Kusala Bhikshu - is a volunteer Buddhist chaplain for -- The UCLA Medical Center Spiritual Care Committee, the University Religious Conference at UCLA, and the Garden Grove Police Department. Rev. Kusala is active in the interreligious communities of both Los Angeles and Orange County. He lives/works at the IBMC teaching Buddhism and meditation.
Perhaps what you're looking for is a Buddhist "chaplain"?
If you're dying in hospital then the staff might ask you if you want a visit from a chaplain, and some people might want a Buddhist chaplain.
Another possibility is that what you're asking about is a "teacher" -- i.e. a teacher might talk with you one-on-one and so on.
Another possibility is that you are asking for a (e.g. clinical) psychotherapist, but a Buddhist one.
It's this which ties the first bit of this answer to the second, by the way:
Ven. Kusala Bhikshu (Thich Tam-Thien) is an American born Bhikshu (monk) ordained in the Zen Tradition of Vietnam.
Another (more famous) example of Vietnamese Zen in the west is Plum Village and Thich Nhat Hanh (I don't know whether that has anything to do with psychotherapeutic consulting though).
I don't know much more -- this suggests that the Vietnamese Zen tradition might be inclusive rather than exclusive, maybe not very dogmatic.
Also I hope the first bit of this answer might help to explain, amplify or give some context to the answers from Samana Johann and user12901.
This, I don't know, might be another example, it's a publisher's blurb about an author:
Bhikkhu Basnagoda Rahula
Bhikkhu Basnagoda Rahula, PhD, was born in Sri Lanka and became a Buddhist monk in childhood. He holds a Master's Degree in literature, and a doctorate in English. He serves the congregation at the Houston Buddhist Vihara, and teaches English at the University of Houston. He lives in Texas.
I don't know what "serving the congregation" there might mean exactly, but that might include something of what you're asking about (see also that book).
I think I've also seen it argued or imp[lied, though, that a monk who serves the community which supports them is therefore not a true monk.
My personal opinion is that, broadly, lay people will want you to function well or to improve your functioning within samsara -- conversely Buddhism might be about stopping samsara altogether -- consequently there may be some disconnect between the aims of lay society and "Buddhism".
I also think that anyone who wants to "stop" might be seen as dysfunctional, by "puthujjanas" and so on (people who aren't disinterested in what you do for them).
Wanting to stop might therefore be stigmatised as some symptom of mental illness -- ironic that stopping, if it's meant as a cure or therapy, should be mistaken for the disease.
I can only hope that any psychotherapist worth their salt, Buddhist or not, might have some patience for their client's best interest, advocate for their client/patient rather than only for society.
People tend to be pushed, not just by their society but by their family, to perform.
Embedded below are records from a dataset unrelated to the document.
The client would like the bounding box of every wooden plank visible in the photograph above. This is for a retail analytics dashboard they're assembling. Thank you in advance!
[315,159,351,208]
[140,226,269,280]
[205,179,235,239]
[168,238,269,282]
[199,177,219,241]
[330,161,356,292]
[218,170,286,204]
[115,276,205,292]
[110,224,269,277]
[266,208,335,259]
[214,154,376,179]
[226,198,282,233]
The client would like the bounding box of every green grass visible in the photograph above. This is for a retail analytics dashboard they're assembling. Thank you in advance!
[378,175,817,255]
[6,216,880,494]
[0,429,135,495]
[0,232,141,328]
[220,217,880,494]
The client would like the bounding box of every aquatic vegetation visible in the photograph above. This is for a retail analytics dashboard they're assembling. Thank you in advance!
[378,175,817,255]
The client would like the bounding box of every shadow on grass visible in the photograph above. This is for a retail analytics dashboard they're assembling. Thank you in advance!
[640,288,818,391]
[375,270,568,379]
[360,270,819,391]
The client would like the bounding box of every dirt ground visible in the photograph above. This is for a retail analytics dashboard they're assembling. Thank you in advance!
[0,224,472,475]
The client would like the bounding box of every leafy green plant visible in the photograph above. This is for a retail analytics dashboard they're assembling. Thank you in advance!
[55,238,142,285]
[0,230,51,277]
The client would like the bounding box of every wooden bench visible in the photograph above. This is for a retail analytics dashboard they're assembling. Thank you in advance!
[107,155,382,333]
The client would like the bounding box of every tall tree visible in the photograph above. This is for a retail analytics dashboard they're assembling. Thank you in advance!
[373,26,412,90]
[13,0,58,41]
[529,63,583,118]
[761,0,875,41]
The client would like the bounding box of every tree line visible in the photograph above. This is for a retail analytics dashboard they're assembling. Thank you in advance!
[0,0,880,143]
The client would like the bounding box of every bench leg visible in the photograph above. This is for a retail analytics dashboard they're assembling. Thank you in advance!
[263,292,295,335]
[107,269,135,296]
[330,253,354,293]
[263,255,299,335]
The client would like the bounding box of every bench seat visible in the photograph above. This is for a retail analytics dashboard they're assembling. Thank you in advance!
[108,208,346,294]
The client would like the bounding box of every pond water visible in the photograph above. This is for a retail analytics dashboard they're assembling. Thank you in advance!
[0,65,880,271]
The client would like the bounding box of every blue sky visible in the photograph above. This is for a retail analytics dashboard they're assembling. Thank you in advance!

I happened to read an extreme example of that recently, here:
In my country if I will become a homeless guy who don't want any money even à cents who looking for illumination I will send to psychiatrict hospital.
Asking for food when you made de choice to live without money is ok in bouddhisme and Indian for yogi. Not in my country.
And the weather...
That's actually a bit contrary to my limited experience (or at least, "in my country") of homelessness and psychiatric hospitals, it might help[ to illustrate a dichotomy though (possibly a false dichotomy).